If You Weren’t Insecure Before, You Will Be Now.
We were all young girls once, and at some point in our younger years we have had to deal with constant and critical attacks on our bodies. Whether it be about our weight, our hair colour, our complexion. This, as some would argue, is just a process of growing up that we must all endure… unfortunately. However, we all learn to adapt to this in our own way and ‘get over it’.
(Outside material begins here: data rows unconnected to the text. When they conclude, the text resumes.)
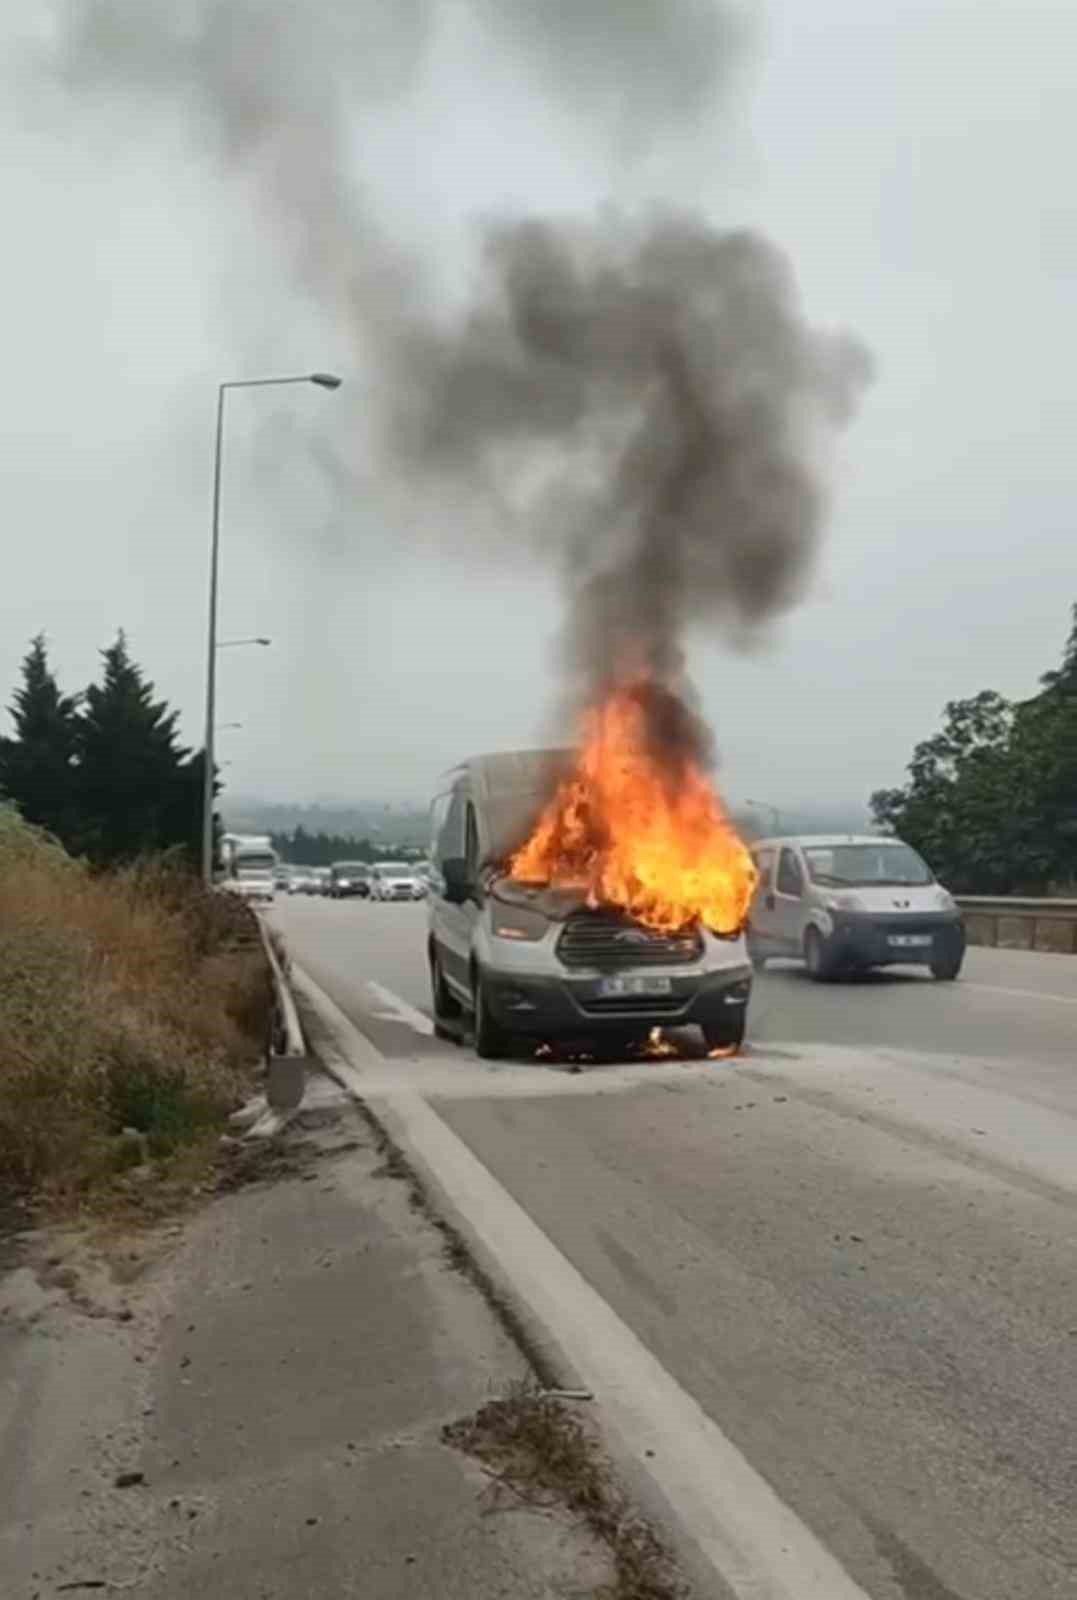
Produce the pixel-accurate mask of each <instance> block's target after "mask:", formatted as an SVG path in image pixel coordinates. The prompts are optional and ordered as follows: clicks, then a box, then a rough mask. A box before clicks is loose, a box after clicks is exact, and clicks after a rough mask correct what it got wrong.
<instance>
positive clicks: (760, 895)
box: [747, 834, 965, 981]
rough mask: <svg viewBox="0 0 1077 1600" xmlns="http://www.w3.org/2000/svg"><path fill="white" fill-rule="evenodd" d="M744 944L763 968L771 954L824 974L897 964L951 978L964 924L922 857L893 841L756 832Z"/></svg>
mask: <svg viewBox="0 0 1077 1600" xmlns="http://www.w3.org/2000/svg"><path fill="white" fill-rule="evenodd" d="M749 848H751V851H752V859H754V861H755V866H757V869H759V883H757V886H755V898H754V899H752V909H751V912H749V928H747V949H749V955H751V960H752V966H755V970H760V968H762V966H765V965H767V960H768V958H770V957H771V955H794V957H802V958H803V962H805V965H807V968H808V973H810V974H811V978H815V979H818V981H826V979H829V978H840V976H845V974H851V973H856V971H866V970H867V968H871V966H890V965H895V963H898V962H901V963H903V965H904V963H914V965H919V966H928V968H930V970H931V973H933V974H935V978H944V979H952V978H957V974H959V971H960V968H962V960H963V958H965V923H963V920H962V914H960V910H959V907H957V902H955V901H954V898H952V896H951V894H949V893H947V891H946V890H944V888H943V885H941V883H938V882H936V878H935V874H933V872H931V869H930V867H928V864H927V862H925V861H923V859H922V858H920V856H919V854H917V853H915V850H912V846H911V845H906V843H903V840H899V838H887V837H880V835H872V834H869V835H861V834H810V835H800V837H795V838H759V840H755V842H754V843H752V845H751V846H749Z"/></svg>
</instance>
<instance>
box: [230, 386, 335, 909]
mask: <svg viewBox="0 0 1077 1600" xmlns="http://www.w3.org/2000/svg"><path fill="white" fill-rule="evenodd" d="M282 384H317V386H318V387H320V389H339V387H341V379H339V378H336V376H334V374H333V373H304V374H301V376H294V378H240V379H234V381H230V382H224V384H219V386H218V427H216V448H214V453H213V531H211V536H210V618H208V626H206V726H205V739H203V760H205V773H203V781H202V878H203V882H205V883H206V886H208V888H211V886H213V787H214V776H216V765H214V760H213V731H214V730H213V722H214V714H216V694H218V565H219V560H218V558H219V554H221V456H222V445H224V392H226V389H269V387H275V386H282Z"/></svg>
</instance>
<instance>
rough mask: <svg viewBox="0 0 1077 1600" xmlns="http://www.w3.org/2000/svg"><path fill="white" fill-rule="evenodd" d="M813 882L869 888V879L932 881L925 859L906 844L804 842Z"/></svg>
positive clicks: (880, 879)
mask: <svg viewBox="0 0 1077 1600" xmlns="http://www.w3.org/2000/svg"><path fill="white" fill-rule="evenodd" d="M803 856H805V861H807V862H808V872H810V874H811V882H813V883H824V885H832V886H837V885H840V886H842V888H869V886H871V885H872V883H879V885H887V883H890V885H893V886H895V888H898V886H899V888H915V886H923V885H927V883H933V882H935V875H933V874H931V869H930V867H928V864H927V862H925V861H922V859H920V856H917V853H915V850H911V848H909V845H901V843H888V842H887V840H880V842H879V843H877V845H807V846H805V851H803Z"/></svg>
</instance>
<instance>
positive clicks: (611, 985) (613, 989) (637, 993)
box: [599, 974, 674, 998]
mask: <svg viewBox="0 0 1077 1600" xmlns="http://www.w3.org/2000/svg"><path fill="white" fill-rule="evenodd" d="M672 987H674V986H672V981H671V979H669V978H626V976H623V974H619V976H618V978H602V979H600V981H599V994H600V995H603V997H605V998H613V997H615V995H667V994H672Z"/></svg>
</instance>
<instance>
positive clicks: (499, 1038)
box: [474, 971, 509, 1061]
mask: <svg viewBox="0 0 1077 1600" xmlns="http://www.w3.org/2000/svg"><path fill="white" fill-rule="evenodd" d="M474 995H475V1054H477V1056H482V1059H483V1061H501V1059H502V1056H506V1054H507V1053H509V1035H507V1034H506V1032H504V1029H502V1027H501V1024H499V1022H498V1021H496V1018H494V1016H493V1014H491V1011H490V1005H488V1000H486V984H485V981H483V976H482V973H478V971H477V973H475V981H474Z"/></svg>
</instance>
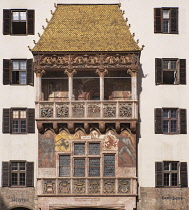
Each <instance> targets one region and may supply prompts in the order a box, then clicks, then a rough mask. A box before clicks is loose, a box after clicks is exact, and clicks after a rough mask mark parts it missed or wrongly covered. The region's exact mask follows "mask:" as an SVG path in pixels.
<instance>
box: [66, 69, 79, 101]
mask: <svg viewBox="0 0 189 210" xmlns="http://www.w3.org/2000/svg"><path fill="white" fill-rule="evenodd" d="M64 73H65V74H67V75H68V99H69V101H72V100H73V75H74V74H76V73H77V71H76V70H75V69H66V70H65V71H64Z"/></svg>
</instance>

Yesterday, I was reading ‘The Times’ (I needed a break from the broadsheet), and I came across a truly shocking article. An app had been designed that allows people to perform plastic surgery and enable weight loss on a digital doll. This doctor offers eyelid surgery to patients in Houston with the help of this app. This was available through Apple’s ‘strictly regulated’ App store, pah. This game allows the user to slice open a girl’s face and stomach to make her “slim and beautiful”, but what I found most shocking is that the app is described as suitable for children aged 9 and over. Wow.
Should we really be subjecting our children to such brutality, especially at ages as young as this. Gosh, when I was 9 years old all I wanted to do was climb trees and eat mud. Yes, undoubtedly I was faced with my own personal body image issues, but this didn’t come to me until well into my teens. Now girls as young as 9 are subjected to the ‘Utopian’ image of what a young woman should look like.
Young girls have the whole world out there: teaching them that whatever they do and choose to do with their bodies, they will receive negative feedback from somewhere. If a young girl ends up being larger than her peers, or having slightly smaller breasts than her best friend, then she will suffer. If a child is extremely intelligent, or suffers from learning difficulties, then they too will suffer. Basically, whatever a young woman will be, whether it be her lifestyle choice, her sexual preference or her physical body, she will be scrutinized. This in turn will force her to modify and edit herself in order to strive for societal approval.
Personally I have had to deal with fluctuating weight since I hit puberty, fortunately I have never been bullied for it, unlike some. I’m in no way saying I was a ‘big’ teenager, but I was by no means ‘slim’ like the girls I used to see in magazines. Being at a boarding school where your peers have slim and sporty physiques; I did develop an insecurity in regards to how I looked. However, I have come to a stage now where I can accept myself, I am this way for a reason, and no amount of sneering from the public will cause me to change. I am the only person worth changing myself for and I’m pretty happy with myself right now. If only I knew back then what I knew now, I would have been a much happier teenager.
My sister and mother, like most girls, regularly spend time pointing out various imperfections with their body that they aren’t happy with. I would never have noticed if they had not have shown me. I just thought, “Oh, they are being neurotic”, and I am sure many people have had the same thought about someone else. However, it is not their fault. Once these ideas are planted they grow and develop in our minds until it takes hold. However, we can change. I am not idiot, I know this will take time and confidence will have to develop, however, it can be done.
We should strive to make young girls feel good about themselves, not teach them to dissect every component of their body and scrutinize it until they develop body issues. What message is an app such as this saying to our younger generation? Are we that obsessed with body image and self-portrayal that we now have to put our insecurities onto children? Women are just obsessed with weight because other women are obsessed with weight. It is a vicious cycle, but one that can be stopped.